Ongoing since 2022, 10'X12'X12', Media: Mixed Media, Wild Clay/Raw Clay, Firing Process: Electric, High-fire, Low-fire, Mid-range, Oxidation, Surface: Unglazed
After receiving my citizenship in 2015, sound became a celebration of freedom of movement. However, the 2018 Muslim travel ban replaced my exuberance with anxiety. I began collecting soil to capture a place's essence beyond its ephemerality. Each ceramic vessel in the installation is made of clay from a different state, and the sound of the same place is emanating from the vessel I have made from it. Just as sound is drawn from the air, clay is drawn from the soil. The earth holds answers waiting to be unearthed. Through the medium of clay and sound, I explore a place's past and present. The installation consists of over 50 ceramic vessels, with 25 pieces recently exhibited. Each vessel represents both an estranged and a promised land. With this project, I aim to travel not to find, but to lose myself – to become a body among thousands, a body in action and motion, pursuing my identity as a traveler while challenging the dominant narrative of exploration and exploitation in the history of the East and West. The installation also includes a video that takes the viewer on a journey, showing the process of soil collection and clay isolation.
Artist Statement
Bio
Filsoofi, a collector of soil and sound, is an itinerant artist, community advocate and feminist curator. Her work revolves around themes of movement, immigration, and social activism. Clay and sound serve as her primary expressive mediums, enabling her to create diverse narratives through multimedia installations and immersive performances. Her art disrupts the borders that exist between us and seeks a more inclusive world, illuminating and challenging policies and politics.

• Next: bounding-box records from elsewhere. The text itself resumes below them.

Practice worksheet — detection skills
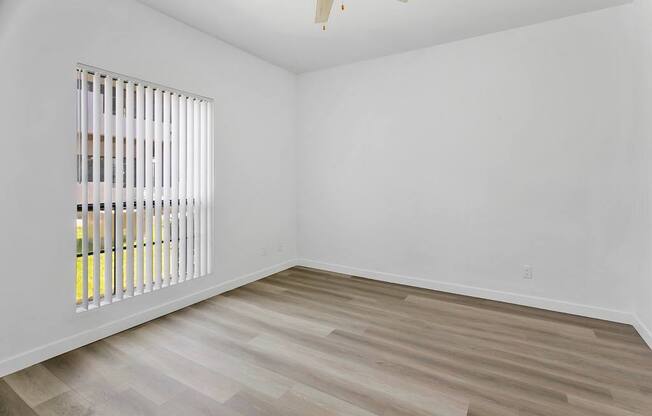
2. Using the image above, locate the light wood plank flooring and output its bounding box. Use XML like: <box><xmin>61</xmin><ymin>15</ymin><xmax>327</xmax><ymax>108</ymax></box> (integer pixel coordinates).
<box><xmin>0</xmin><ymin>268</ymin><xmax>652</xmax><ymax>416</ymax></box>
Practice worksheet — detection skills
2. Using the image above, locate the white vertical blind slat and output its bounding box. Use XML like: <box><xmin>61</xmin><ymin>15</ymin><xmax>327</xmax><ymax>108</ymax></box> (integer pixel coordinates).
<box><xmin>79</xmin><ymin>70</ymin><xmax>88</xmax><ymax>309</ymax></box>
<box><xmin>179</xmin><ymin>97</ymin><xmax>188</xmax><ymax>282</ymax></box>
<box><xmin>93</xmin><ymin>74</ymin><xmax>102</xmax><ymax>306</ymax></box>
<box><xmin>192</xmin><ymin>100</ymin><xmax>201</xmax><ymax>277</ymax></box>
<box><xmin>125</xmin><ymin>81</ymin><xmax>135</xmax><ymax>296</ymax></box>
<box><xmin>161</xmin><ymin>92</ymin><xmax>170</xmax><ymax>286</ymax></box>
<box><xmin>199</xmin><ymin>101</ymin><xmax>208</xmax><ymax>276</ymax></box>
<box><xmin>206</xmin><ymin>102</ymin><xmax>215</xmax><ymax>274</ymax></box>
<box><xmin>145</xmin><ymin>87</ymin><xmax>154</xmax><ymax>292</ymax></box>
<box><xmin>170</xmin><ymin>93</ymin><xmax>179</xmax><ymax>284</ymax></box>
<box><xmin>136</xmin><ymin>85</ymin><xmax>145</xmax><ymax>294</ymax></box>
<box><xmin>186</xmin><ymin>98</ymin><xmax>195</xmax><ymax>279</ymax></box>
<box><xmin>104</xmin><ymin>77</ymin><xmax>113</xmax><ymax>303</ymax></box>
<box><xmin>153</xmin><ymin>89</ymin><xmax>163</xmax><ymax>289</ymax></box>
<box><xmin>115</xmin><ymin>79</ymin><xmax>124</xmax><ymax>300</ymax></box>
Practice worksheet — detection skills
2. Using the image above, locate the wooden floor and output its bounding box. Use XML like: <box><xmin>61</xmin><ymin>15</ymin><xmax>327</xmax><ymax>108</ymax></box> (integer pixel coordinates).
<box><xmin>0</xmin><ymin>268</ymin><xmax>652</xmax><ymax>416</ymax></box>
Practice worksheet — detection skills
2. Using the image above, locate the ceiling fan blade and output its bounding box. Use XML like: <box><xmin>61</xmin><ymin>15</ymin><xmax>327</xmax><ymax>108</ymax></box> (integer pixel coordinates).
<box><xmin>315</xmin><ymin>0</ymin><xmax>333</xmax><ymax>23</ymax></box>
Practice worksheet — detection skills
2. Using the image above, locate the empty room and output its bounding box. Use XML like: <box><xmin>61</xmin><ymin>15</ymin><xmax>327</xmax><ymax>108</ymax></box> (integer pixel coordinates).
<box><xmin>0</xmin><ymin>0</ymin><xmax>652</xmax><ymax>416</ymax></box>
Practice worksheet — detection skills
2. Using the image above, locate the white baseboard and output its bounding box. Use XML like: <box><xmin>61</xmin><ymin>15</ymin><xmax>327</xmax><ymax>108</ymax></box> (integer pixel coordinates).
<box><xmin>298</xmin><ymin>259</ymin><xmax>636</xmax><ymax>324</ymax></box>
<box><xmin>0</xmin><ymin>260</ymin><xmax>297</xmax><ymax>377</ymax></box>
<box><xmin>632</xmin><ymin>314</ymin><xmax>652</xmax><ymax>348</ymax></box>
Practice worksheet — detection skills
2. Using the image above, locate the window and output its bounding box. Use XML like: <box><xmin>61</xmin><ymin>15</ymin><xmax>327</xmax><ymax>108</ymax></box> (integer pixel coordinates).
<box><xmin>76</xmin><ymin>65</ymin><xmax>213</xmax><ymax>310</ymax></box>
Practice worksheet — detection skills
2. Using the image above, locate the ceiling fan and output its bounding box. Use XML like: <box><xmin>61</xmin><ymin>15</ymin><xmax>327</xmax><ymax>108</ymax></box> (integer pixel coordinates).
<box><xmin>315</xmin><ymin>0</ymin><xmax>408</xmax><ymax>30</ymax></box>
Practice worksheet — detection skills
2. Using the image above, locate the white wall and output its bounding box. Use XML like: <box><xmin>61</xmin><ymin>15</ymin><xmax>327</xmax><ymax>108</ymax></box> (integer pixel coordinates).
<box><xmin>0</xmin><ymin>0</ymin><xmax>296</xmax><ymax>375</ymax></box>
<box><xmin>632</xmin><ymin>0</ymin><xmax>652</xmax><ymax>346</ymax></box>
<box><xmin>297</xmin><ymin>6</ymin><xmax>650</xmax><ymax>320</ymax></box>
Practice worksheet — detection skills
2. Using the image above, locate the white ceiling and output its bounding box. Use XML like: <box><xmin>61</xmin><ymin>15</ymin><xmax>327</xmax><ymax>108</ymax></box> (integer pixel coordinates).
<box><xmin>140</xmin><ymin>0</ymin><xmax>631</xmax><ymax>73</ymax></box>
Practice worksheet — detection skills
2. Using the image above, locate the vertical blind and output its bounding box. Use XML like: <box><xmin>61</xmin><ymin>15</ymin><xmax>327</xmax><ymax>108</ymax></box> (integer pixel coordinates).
<box><xmin>76</xmin><ymin>66</ymin><xmax>214</xmax><ymax>310</ymax></box>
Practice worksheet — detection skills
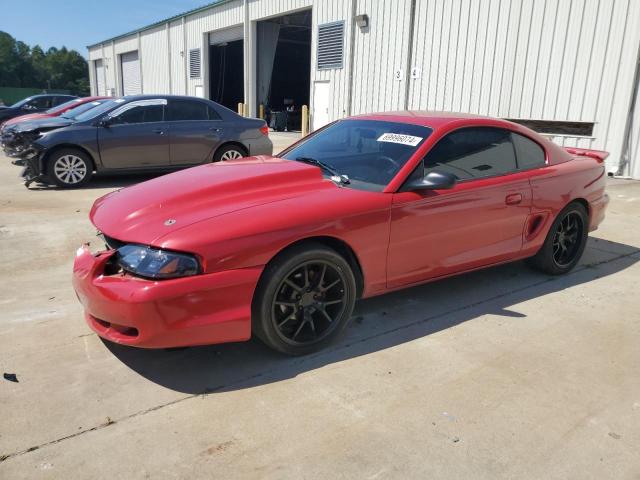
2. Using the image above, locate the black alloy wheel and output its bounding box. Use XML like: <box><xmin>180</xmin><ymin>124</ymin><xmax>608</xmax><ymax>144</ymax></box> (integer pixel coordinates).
<box><xmin>271</xmin><ymin>260</ymin><xmax>346</xmax><ymax>345</ymax></box>
<box><xmin>552</xmin><ymin>211</ymin><xmax>584</xmax><ymax>268</ymax></box>
<box><xmin>252</xmin><ymin>246</ymin><xmax>356</xmax><ymax>355</ymax></box>
<box><xmin>527</xmin><ymin>202</ymin><xmax>589</xmax><ymax>275</ymax></box>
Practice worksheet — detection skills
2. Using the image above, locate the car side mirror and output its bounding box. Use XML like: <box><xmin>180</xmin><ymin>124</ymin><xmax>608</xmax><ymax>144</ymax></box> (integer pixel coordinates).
<box><xmin>403</xmin><ymin>170</ymin><xmax>458</xmax><ymax>191</ymax></box>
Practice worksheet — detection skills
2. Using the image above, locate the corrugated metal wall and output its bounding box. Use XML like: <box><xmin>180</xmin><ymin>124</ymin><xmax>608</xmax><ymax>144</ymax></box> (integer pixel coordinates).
<box><xmin>138</xmin><ymin>24</ymin><xmax>171</xmax><ymax>93</ymax></box>
<box><xmin>249</xmin><ymin>0</ymin><xmax>313</xmax><ymax>20</ymax></box>
<box><xmin>351</xmin><ymin>0</ymin><xmax>411</xmax><ymax>114</ymax></box>
<box><xmin>409</xmin><ymin>0</ymin><xmax>640</xmax><ymax>174</ymax></box>
<box><xmin>310</xmin><ymin>0</ymin><xmax>352</xmax><ymax>119</ymax></box>
<box><xmin>89</xmin><ymin>0</ymin><xmax>640</xmax><ymax>176</ymax></box>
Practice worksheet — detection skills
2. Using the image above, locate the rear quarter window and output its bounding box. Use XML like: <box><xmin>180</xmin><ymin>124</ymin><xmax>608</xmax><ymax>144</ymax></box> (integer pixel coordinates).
<box><xmin>511</xmin><ymin>132</ymin><xmax>546</xmax><ymax>170</ymax></box>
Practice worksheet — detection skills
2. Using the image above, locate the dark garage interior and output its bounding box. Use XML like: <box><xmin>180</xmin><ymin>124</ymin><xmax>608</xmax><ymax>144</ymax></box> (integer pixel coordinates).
<box><xmin>257</xmin><ymin>10</ymin><xmax>311</xmax><ymax>130</ymax></box>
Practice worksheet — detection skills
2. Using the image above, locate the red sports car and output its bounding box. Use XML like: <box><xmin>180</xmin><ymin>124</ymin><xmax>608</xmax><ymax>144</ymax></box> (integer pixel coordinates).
<box><xmin>73</xmin><ymin>112</ymin><xmax>608</xmax><ymax>355</ymax></box>
<box><xmin>2</xmin><ymin>97</ymin><xmax>109</xmax><ymax>128</ymax></box>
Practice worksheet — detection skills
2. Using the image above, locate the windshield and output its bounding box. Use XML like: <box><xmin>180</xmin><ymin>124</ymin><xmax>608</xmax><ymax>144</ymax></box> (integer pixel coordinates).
<box><xmin>280</xmin><ymin>119</ymin><xmax>432</xmax><ymax>191</ymax></box>
<box><xmin>73</xmin><ymin>100</ymin><xmax>122</xmax><ymax>122</ymax></box>
<box><xmin>60</xmin><ymin>100</ymin><xmax>106</xmax><ymax>120</ymax></box>
<box><xmin>44</xmin><ymin>98</ymin><xmax>82</xmax><ymax>114</ymax></box>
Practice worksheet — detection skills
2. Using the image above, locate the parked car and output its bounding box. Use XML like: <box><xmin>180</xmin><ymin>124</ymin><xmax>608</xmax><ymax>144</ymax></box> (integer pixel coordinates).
<box><xmin>0</xmin><ymin>94</ymin><xmax>78</xmax><ymax>126</ymax></box>
<box><xmin>73</xmin><ymin>112</ymin><xmax>608</xmax><ymax>355</ymax></box>
<box><xmin>0</xmin><ymin>97</ymin><xmax>110</xmax><ymax>134</ymax></box>
<box><xmin>0</xmin><ymin>97</ymin><xmax>111</xmax><ymax>159</ymax></box>
<box><xmin>15</xmin><ymin>95</ymin><xmax>273</xmax><ymax>188</ymax></box>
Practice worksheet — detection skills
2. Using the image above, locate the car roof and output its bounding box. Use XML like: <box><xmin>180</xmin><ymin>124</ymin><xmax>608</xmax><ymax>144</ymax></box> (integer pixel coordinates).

Filsoofi has exhibited nationally and internationally. Her major recent exhibitions include [Un]Grounded, Telfair Museum, Savannah, GA (2025); Imagined Boundaries, an interactive multimedia installation at the Gibbes Museum, Charleston, SC (2023–2024); and Only Sound Remains, an interactive multimedia installation at the Sharjah Biennial 15, Thinking Historically in the Present, Sharjah, UAE (2023).
Raheleh is the recipient of the 2025 NCECA Innovator Award, the 2025 National Endowment for the Arts (NEA) Art Projects Grant, the 2023 Joan Mitchell Fellowship, the 2022 1858 Contemporary Southern Art Award, and the 2021 Southern Prize Tennessee State Fellowship. She is an Assistant Professor of Ceramics in the Department of Art at Vanderbilt University and holds a secondary appointment at the Blair School of Music. She received her M.F.A. in Fine Arts from Florida Atlantic University and a B.F.A. in Ceramics from Al-Zahra University in Tehran, Iran.